According to the North Carolina Department of Transportation (NCDOT), just under 19 percent of North Carolina motor vehicle accidents (over 53,500 accidents) in 2019 involved a driver who was distracted behind the wheel. These North Carolina distracted driving accidents were reportedly responsible for over 23,400 injuries and over 150 deaths, making distracted driving one of the more common causes of car accidents.
Types of distracted driving
There are three main types of distracted driving: visual, auditory, and manual. Many forms of distracted driving fall into more than one of these categories.
- Visual – Distractions that requires you to take your eyes off the road.
- Auditory – Sounds that distract you or cause you to lose focus while driving.
- Cognitive – Mental distractions that take your mind off the road
Some of the most common forms of distracted driving include:
- Talking to passengers
- Using a cell phone to text, email, or surf the internet
- Eating and drinking
- Putting on makeup
- Adjusting the radio, GPS, or air conditioner
- Attempting to grab something from the backset
Under North Carolina law, using a mobile phone to text or email while driving on a public street or highway is illegal. Drivers under the age of 18 cannot use a phone at all, even with hands-free technology, unless they are calling their parents. While other forms of distracted driving may not be explicitly outlawed, a distracted driver is more likely to drive recklessly and/or violate other traffic laws by speeding, running a red light, or following too closely.

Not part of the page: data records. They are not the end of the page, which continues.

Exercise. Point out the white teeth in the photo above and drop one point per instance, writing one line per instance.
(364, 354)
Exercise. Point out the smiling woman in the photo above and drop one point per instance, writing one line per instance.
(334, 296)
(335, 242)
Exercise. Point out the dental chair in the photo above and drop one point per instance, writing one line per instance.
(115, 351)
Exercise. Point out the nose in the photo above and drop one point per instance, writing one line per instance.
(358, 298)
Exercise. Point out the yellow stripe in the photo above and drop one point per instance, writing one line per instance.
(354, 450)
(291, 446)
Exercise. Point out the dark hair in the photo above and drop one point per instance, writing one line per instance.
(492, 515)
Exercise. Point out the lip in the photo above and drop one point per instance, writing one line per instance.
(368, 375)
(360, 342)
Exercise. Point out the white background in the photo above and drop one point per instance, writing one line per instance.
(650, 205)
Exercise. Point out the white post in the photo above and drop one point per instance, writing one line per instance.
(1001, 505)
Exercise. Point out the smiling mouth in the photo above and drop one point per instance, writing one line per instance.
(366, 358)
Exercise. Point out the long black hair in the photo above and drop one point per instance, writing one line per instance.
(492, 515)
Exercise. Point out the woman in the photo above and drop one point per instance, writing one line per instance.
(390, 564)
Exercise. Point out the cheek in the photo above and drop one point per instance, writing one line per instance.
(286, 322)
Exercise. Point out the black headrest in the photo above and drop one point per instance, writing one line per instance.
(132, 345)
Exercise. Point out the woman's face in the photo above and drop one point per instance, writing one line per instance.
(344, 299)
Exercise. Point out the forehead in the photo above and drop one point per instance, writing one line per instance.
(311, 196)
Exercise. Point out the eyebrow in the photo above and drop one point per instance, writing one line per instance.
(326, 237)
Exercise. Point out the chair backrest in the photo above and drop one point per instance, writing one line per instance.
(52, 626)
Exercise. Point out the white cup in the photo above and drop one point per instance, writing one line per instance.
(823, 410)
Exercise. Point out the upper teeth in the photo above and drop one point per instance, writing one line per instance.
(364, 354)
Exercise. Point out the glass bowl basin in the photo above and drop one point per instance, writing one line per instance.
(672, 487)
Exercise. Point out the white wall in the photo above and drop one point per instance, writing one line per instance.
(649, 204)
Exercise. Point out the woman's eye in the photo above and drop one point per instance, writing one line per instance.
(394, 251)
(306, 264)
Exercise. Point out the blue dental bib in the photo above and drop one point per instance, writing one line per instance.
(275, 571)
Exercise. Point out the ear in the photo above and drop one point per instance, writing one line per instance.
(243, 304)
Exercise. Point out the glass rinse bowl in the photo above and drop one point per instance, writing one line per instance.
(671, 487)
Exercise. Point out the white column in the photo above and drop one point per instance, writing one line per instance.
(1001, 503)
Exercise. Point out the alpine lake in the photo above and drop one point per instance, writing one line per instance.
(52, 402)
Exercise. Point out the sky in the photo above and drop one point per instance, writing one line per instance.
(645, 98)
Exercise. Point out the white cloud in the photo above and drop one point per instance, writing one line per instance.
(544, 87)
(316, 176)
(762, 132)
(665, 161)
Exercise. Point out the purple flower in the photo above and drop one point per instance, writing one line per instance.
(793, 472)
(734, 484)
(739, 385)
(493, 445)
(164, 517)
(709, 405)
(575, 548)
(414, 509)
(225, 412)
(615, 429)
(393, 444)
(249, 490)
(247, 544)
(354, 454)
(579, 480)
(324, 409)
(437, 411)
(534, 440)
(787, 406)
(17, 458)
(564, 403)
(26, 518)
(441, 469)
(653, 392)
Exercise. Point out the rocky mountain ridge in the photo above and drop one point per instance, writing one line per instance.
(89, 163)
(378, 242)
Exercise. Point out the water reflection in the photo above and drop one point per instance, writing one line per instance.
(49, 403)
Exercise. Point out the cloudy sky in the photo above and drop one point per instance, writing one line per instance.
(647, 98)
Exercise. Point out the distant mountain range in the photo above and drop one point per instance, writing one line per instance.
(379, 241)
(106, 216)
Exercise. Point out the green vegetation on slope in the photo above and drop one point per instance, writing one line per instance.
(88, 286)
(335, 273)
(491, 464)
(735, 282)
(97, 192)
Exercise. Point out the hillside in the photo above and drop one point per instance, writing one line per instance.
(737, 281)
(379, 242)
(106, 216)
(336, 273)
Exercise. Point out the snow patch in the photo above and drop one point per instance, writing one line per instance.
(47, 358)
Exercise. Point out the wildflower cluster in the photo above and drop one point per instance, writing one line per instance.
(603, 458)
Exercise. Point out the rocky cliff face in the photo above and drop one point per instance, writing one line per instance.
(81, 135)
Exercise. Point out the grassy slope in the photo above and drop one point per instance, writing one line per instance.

Distracted driving is a form of negligence
Motorists who drive while distracted have breached their duty to operate their vehicle safely. When a driver fails to pay attention to the road and causes an accident, the victims of the accident can file a negligence claim against the distracted driver to recover damages for the injuries they suffered. If you were injured in an accident involving a distracted driver, a personal injury attorney can help you collect and present the evidence you need to prove your case.